This week on the “bigcitysmalltown” podcast, host and San Antonio Report founder Robert Rivard explores the outstanding 25-year historical past of Biga on the Banks with proprietor and chef Bruce Auden.
Biga associate and director of particular occasions Perny Shea joins Rivard and Auden to debate Biga’s origins on the River Stroll, its progress and acclaim and the way Auden and his kitchen have impacted San Antonio’s culinary scene.
Rivard shares his personal remembrance of interviewing for a job in San Antonio within the late Eighties and assembly Auden at Polo’s, the Fairmount Lodge restaurant that revolutionized native effective eating. Then a world-traveling correspondent for Newsweek, Rivard went to dinner with George B. Irish, then the writer of the San Antonio Mild.
As a correspondent dwelling in New York on the time, Rivard had dined at some unique eating places. Polo’s made an impression. “I used to be fairly stunned,” Rivard recalled within the podcast.

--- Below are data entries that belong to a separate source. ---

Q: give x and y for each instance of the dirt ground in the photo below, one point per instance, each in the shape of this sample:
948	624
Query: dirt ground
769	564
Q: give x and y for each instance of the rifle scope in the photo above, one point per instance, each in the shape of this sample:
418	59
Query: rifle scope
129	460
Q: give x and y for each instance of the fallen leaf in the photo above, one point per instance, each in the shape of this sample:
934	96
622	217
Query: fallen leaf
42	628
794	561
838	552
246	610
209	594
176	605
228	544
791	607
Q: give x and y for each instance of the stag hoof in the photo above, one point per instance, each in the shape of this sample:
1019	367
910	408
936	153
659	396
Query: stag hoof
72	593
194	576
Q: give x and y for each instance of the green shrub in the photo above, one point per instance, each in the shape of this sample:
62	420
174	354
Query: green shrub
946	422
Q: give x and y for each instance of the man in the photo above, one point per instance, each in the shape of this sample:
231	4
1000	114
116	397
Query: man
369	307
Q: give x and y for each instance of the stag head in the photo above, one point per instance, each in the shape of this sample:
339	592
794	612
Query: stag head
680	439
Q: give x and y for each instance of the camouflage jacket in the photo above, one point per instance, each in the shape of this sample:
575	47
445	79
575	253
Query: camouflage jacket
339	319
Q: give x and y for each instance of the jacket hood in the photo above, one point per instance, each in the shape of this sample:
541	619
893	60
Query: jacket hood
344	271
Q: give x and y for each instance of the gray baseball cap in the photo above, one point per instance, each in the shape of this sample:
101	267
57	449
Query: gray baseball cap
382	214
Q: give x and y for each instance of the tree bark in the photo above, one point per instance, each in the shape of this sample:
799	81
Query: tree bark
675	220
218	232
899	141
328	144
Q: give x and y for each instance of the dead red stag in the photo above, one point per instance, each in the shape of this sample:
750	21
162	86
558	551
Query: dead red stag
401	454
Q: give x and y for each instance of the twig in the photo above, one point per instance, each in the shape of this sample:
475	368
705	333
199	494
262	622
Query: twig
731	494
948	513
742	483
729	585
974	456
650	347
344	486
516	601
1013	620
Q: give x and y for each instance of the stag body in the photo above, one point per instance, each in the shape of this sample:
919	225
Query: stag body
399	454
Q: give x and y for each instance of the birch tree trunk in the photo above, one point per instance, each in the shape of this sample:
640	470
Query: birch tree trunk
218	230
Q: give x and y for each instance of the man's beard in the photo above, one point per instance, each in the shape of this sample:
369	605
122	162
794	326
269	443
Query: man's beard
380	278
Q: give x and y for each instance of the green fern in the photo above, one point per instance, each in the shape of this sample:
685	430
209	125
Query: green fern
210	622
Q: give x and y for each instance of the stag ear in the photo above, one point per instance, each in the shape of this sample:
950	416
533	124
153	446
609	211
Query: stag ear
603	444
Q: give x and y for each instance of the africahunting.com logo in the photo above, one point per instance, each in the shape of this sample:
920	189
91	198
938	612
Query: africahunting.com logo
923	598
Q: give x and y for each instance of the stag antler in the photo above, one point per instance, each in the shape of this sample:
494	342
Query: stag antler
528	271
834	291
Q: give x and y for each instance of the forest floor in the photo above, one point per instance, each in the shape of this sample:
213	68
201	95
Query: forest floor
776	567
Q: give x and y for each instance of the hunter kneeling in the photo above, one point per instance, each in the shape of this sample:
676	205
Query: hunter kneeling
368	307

He informed Irish, “That is actually good.”
Auden’s kitchen excellence attracted the eye of nationwide media. It grew after he left Polo’s.
“I met quite a lot of nice individuals from the kitchen that went with me from the Fairmount to open the primary Biga, which was within the Monte Vista space on Locust Avenue,” Auden stated. “And we had a superb run there. 9 years.”
From Monte Vista, Auden moved Biga to its current location on the River Stroll.
Take heed to the episode under to listen to extra about how Biga has influenced the careers of many notable cooks within the area, the influence of San Antonio’s designation as a UNESCO Metropolis of Gastronomy on native culinary practices and a have a look at an upcoming twenty fifth anniversary celebration that can profit the San Antonio Meals Financial institution and St. Philip’s Culinary and Hospitality Faculty.